Since the Supreme Court overturned Roe v. Wade, I’ve been assailing the six justices who did so because they imposed their religious law on all Americans. Six of the seven Catholic justices made all American women subservient to the rules of the Catholic Church. As such, my outrage as a Jew has been strident.
Some people on social media have responded to my ire by accusing me of anti-Catholic bigotry, even going so far as to spin my admiration for Justice Sotomayor’s exceptionalism in this ruling as a claim that she’s somehow an exceptional Catholic rather than an exceptional Catholic Supreme Court justice on this particular ruling.

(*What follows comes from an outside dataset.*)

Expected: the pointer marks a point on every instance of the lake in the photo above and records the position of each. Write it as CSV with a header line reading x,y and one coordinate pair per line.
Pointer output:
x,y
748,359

One person tweeted me with “Stop with the anti-Catholic talking points. Just. Stop. It!!”
But they aren’t anti-Catholic talking points. Rather, they're contemporary Supreme Court justices talking points. Six Catholics on the Court just imposed Church law on the American people. They made the Court a synod, sweeping aside the First Amendment’s establishment clause, and in so doing, looked more like servants of the Vatican than servants of the American people.
Because a pregnant woman, regardless of her religion, can no longer opt out of the dangers and rigors of pregnancy, labor, childbirth, and frequently single motherhood, she is breeding stock because six Catholic justices reduced the world’s greatest democracy to a theocracy.
When I was 12 years old my dad left the Republican Party to support Kennedy. He proceeded to teach me about the anti-Catholic bigotry of the time and the suspicion of Kennedy that this bigotry fueled. JFK's brilliant October 1960 Houston speech exposed the irrationality of such suspicion. Because his moral compass was so visible, much of that suspicion was washed away.
These Catholic justices made a mockery of Kennedy’s decency and deep understand of Jefferson’s “wall of separation” our Founders understood as (dare I say it?) sacred.